Based in Kassel and part of the chemical BASF Group, Wintershall is one of the oldest established oil companies in Libya, and is regarded as being better positioned than other foreign oil firms to have a further increase in oil production in Libya.

Mustafa Sanalla added that Wintershall had ‘tried to interfere with the Libyan internal politics and to take advantage of the fact that the state is so weak’. He also alleged that staff, nominally advising the presidency council had previously been employed by Wintershall for years, and that the council was making political decisions such as resolution 270 that “were written by Wintershall and designed to help Wintershall”.

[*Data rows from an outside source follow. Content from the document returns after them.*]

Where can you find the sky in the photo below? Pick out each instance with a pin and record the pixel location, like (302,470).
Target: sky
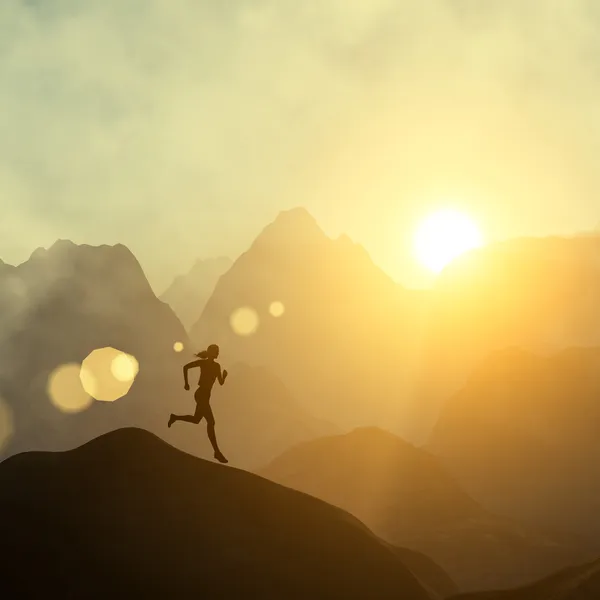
(182,127)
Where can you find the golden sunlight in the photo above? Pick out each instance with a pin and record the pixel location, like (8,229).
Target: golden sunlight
(107,374)
(66,389)
(244,321)
(6,423)
(443,236)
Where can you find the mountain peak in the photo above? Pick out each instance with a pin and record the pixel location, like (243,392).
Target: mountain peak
(294,225)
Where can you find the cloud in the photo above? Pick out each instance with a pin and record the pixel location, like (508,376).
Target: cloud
(179,127)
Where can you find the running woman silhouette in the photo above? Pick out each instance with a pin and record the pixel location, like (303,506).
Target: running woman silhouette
(210,371)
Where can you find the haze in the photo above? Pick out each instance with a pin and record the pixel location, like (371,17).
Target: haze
(180,127)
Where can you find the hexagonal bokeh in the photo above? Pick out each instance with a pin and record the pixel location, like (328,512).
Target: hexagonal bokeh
(6,423)
(107,374)
(65,389)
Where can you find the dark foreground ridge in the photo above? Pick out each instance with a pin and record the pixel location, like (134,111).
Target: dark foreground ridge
(127,515)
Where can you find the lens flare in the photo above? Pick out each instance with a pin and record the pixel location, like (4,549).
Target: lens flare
(65,389)
(108,373)
(124,367)
(277,309)
(244,321)
(6,424)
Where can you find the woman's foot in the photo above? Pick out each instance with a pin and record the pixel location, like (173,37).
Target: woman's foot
(219,456)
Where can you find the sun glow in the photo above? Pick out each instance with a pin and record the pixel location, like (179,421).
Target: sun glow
(443,236)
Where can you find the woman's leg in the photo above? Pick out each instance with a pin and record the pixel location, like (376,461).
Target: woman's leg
(195,418)
(212,435)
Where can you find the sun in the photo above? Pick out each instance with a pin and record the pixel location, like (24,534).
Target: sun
(443,236)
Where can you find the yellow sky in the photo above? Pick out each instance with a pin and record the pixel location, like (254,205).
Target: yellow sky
(182,127)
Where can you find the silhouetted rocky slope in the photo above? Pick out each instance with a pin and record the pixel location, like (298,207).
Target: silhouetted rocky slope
(575,583)
(347,342)
(522,437)
(405,495)
(126,515)
(59,306)
(70,300)
(189,293)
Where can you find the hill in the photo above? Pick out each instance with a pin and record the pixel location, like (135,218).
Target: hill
(575,583)
(57,308)
(522,437)
(257,419)
(405,495)
(128,515)
(69,301)
(347,340)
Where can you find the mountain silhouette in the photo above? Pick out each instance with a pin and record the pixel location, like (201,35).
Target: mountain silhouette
(345,345)
(257,419)
(574,583)
(127,515)
(189,293)
(405,496)
(522,437)
(540,294)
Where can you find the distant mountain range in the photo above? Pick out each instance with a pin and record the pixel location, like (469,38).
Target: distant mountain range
(126,515)
(522,437)
(70,300)
(188,294)
(405,495)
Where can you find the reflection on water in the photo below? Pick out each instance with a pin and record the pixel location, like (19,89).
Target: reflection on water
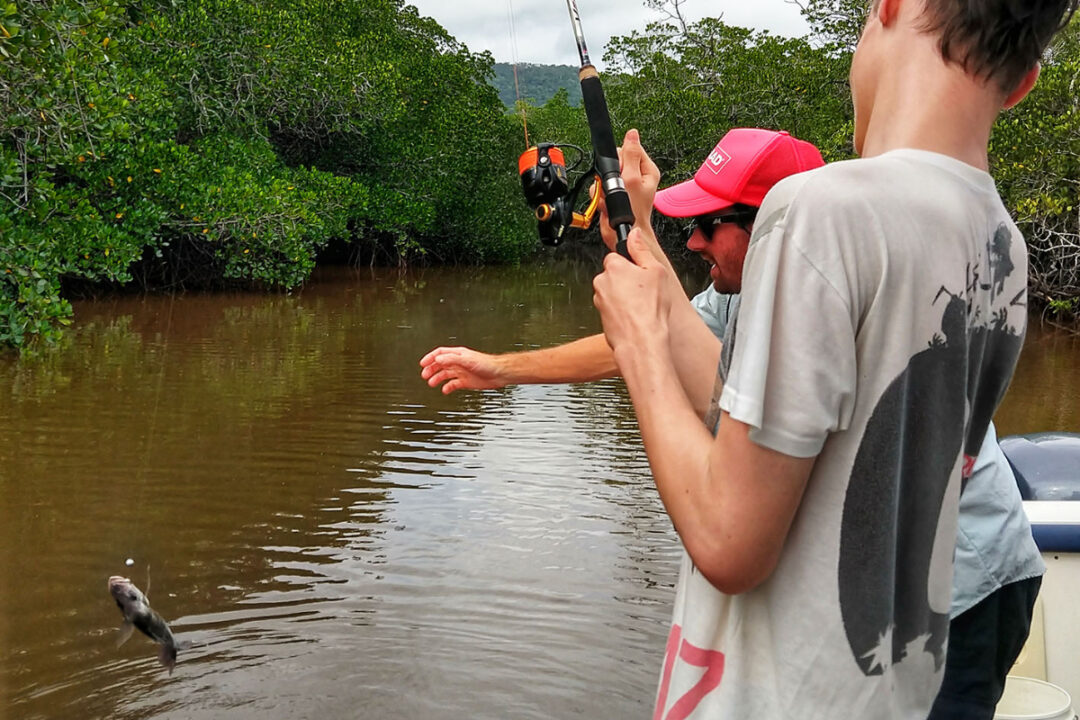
(334,538)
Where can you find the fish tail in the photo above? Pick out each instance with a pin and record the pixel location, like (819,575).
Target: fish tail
(167,655)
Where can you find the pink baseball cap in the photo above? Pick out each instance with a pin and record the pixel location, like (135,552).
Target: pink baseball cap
(741,170)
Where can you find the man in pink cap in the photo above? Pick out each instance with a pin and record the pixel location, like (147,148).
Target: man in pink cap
(737,175)
(723,200)
(882,311)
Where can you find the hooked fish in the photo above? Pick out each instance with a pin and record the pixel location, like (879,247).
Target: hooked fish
(138,613)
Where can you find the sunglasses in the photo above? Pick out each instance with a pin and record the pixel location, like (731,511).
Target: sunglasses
(707,223)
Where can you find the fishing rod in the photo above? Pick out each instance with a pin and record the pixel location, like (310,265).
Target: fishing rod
(544,176)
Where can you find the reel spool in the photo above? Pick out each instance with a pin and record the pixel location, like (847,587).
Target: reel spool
(547,187)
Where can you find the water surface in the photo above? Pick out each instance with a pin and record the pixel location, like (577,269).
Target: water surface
(334,538)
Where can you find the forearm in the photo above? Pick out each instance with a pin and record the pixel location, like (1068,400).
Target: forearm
(581,361)
(731,501)
(696,354)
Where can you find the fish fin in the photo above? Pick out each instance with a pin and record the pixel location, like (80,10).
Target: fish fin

In 1966, Wintershall was granted two enterprises in the East Sirte basin, 1,000 km south of Tripoli. By 1996, the concessions were capable of producing 100,000 barrels per day.

Sanalla said a memorandum of understanding was signed in August 2010 extending these two concessions, on the condition the terms of the concessions were made more favourable to the government, bringing them into line with the type of contract agreed by other foreign oil operators in Libya. He said Wintershall had not honoured this agreement.

The two contract terms have differences which amount to $900m, according to the NOC, based on a calculation of the amount of barrels produced, at an average price, plus contract bonuses. The argument has led Wintershall to slash production by more than 100,000 barrels a day.

Sanalla also claimed that the presidency council passed resolution 270 partly to allow Wintershall to evade its obligations under the 2010 agreements. The amendment was drafted with the help of Wintershall to benefit Wintershall, he said. He has also named a senior adviser to the council that he said had been close to Wintershall for more than a decade.

The dispute over oil resources – on which the fragile Libyan state depends to survive – is part of a wider argument about whether the presidency council has failed to honour promises made last November to fund the oil business properly.

The NOC claimed on Tuesday that the council had committed itself to providing LYD 2 billion (€1.31 billion) for investments and repairs but had only come up with LYD 1.6 billion (€1.05 billion).